Você vai caminhar pelas antigas avenidas de Teotihuacan com um guia local que dá vida à história, ver murais vibrantes que poucos turistas conhecem, escolher seu próprio lugar para almoçar e ficar em silêncio entre os fiéis na Basílica de Guadalupe, antes de voltar para casa com novas histórias e, quem sabe, um pouco de poeira nos sapatos.
O que mais me marcou ao chegar em Teotihuacan foi o cheiro — meio empoeirado, mas doce, como pedra aquecida pelo sol e grama selvagem. Nosso guia, Luis, logo nos ofereceu água gelada (que bênção), e apontou como a Pirâmide do Sol captura a luz da manhã. De perto, é enorme. Eu não parava de pensar na idade daquele lugar — quase dois mil anos — enquanto Luis contava a história da ascensão e queda da cidade. Ele tinha um jeito de misturar fatos com pequenas histórias, como as crianças locais que às vezes entram escondidas para soltar pipa nos dias de vento. Caminhamos devagar, porque, sinceramente, tem muita coisa para absorver.

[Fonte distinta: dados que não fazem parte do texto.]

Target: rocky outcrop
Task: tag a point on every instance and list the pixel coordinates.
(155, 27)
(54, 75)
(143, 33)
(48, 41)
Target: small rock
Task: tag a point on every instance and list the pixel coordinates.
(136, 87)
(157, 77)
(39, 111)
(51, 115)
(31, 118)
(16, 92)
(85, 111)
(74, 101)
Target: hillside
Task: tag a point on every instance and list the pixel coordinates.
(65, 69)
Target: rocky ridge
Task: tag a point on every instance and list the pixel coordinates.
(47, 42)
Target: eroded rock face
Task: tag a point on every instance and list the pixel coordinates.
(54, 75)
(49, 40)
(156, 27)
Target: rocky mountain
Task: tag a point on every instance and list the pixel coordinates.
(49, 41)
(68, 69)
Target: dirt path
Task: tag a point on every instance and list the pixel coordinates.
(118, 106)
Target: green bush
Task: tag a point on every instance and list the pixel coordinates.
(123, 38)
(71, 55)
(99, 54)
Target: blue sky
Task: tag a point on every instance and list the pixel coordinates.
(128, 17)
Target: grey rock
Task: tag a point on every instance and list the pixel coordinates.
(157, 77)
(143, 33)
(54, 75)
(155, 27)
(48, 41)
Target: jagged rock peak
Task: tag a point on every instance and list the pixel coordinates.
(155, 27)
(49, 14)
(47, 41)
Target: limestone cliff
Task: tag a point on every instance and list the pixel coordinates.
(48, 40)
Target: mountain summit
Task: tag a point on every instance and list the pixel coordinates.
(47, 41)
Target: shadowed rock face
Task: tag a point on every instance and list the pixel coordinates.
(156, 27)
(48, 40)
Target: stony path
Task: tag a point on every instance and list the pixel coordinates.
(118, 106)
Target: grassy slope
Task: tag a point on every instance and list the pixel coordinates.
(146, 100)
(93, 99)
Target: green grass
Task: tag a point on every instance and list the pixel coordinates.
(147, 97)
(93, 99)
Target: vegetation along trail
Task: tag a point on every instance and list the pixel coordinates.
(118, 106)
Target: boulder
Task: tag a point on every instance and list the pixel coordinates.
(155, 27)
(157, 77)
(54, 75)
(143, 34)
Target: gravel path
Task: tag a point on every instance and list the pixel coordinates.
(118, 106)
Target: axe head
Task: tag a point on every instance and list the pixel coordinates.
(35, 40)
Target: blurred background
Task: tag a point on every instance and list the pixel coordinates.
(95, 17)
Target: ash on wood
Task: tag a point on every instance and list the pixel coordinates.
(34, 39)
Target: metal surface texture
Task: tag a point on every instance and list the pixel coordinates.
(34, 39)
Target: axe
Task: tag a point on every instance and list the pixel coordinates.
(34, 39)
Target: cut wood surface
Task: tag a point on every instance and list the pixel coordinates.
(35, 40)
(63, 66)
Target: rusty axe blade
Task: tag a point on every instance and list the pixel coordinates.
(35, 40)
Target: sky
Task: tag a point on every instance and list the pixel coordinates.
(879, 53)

O templo de Quetzalcoatl foi minha parte favorita desse tour privativo por Teotihuacan e Basílica — aquelas cabeças de serpente esculpidas olhando para você. Tinha pouca gente por ali, o que me surpreendeu. Luis disse que a maioria dos turistas nem passa por lá (vai entender). Os murais do Palácio Quetzalpapalotl continuam vibrantes; dá para imaginar como era quando as pessoas viviam ali. Meus sapatos ficaram vermelhos de poeira dos caminhos. Em um momento, tentei falar “Quetzalcoatl” em voz alta e acabei falando tudo errado — Luis riu e tentou me ensinar de novo, mas acho que desistiu.
O almoço ficou por nossa conta — acabamos em um lugar perto do sítio que servia salada de cacto e umas tortillas com sabor defumado. Depois, no caminho de volta para a Cidade do México, o clima ficou tranquilo até chegarmos à Basílica de Nossa Senhora de Guadalupe. De repente, uma onda de vozes e velas por todo lado, pessoas ajoelhadas ou em silêncio sob a grande cúpula moderna. Luis explicou por que esse lugar é tão importante para os mexicanos — não só para os católicos. Ele apontou detalhes na pintura que eu jamais teria notado sozinho. Mesmo se você não for religioso, tem algo no ar ali — esperança, saudade, ou talvez os dois.
No fim da tarde, estávamos cansados, mas daquele jeito bom, com a cabeça cheia e os pés doendo um pouco. Ainda penso naquela vista da Avenida dos Mortos — céu e pedra se estendendo à frente. Nesse passeio de um dia saindo da Cidade do México para Teotihuacan e Basílica, nada foi corrido; podíamos parar quando quiséssemos ou fazer qualquer pergunta que surgisse (e foram muitas). Não foi perfeito — derramei água na camisa tentando abrir uma garrafa — mas, sinceramente, isso só deixou tudo mais real.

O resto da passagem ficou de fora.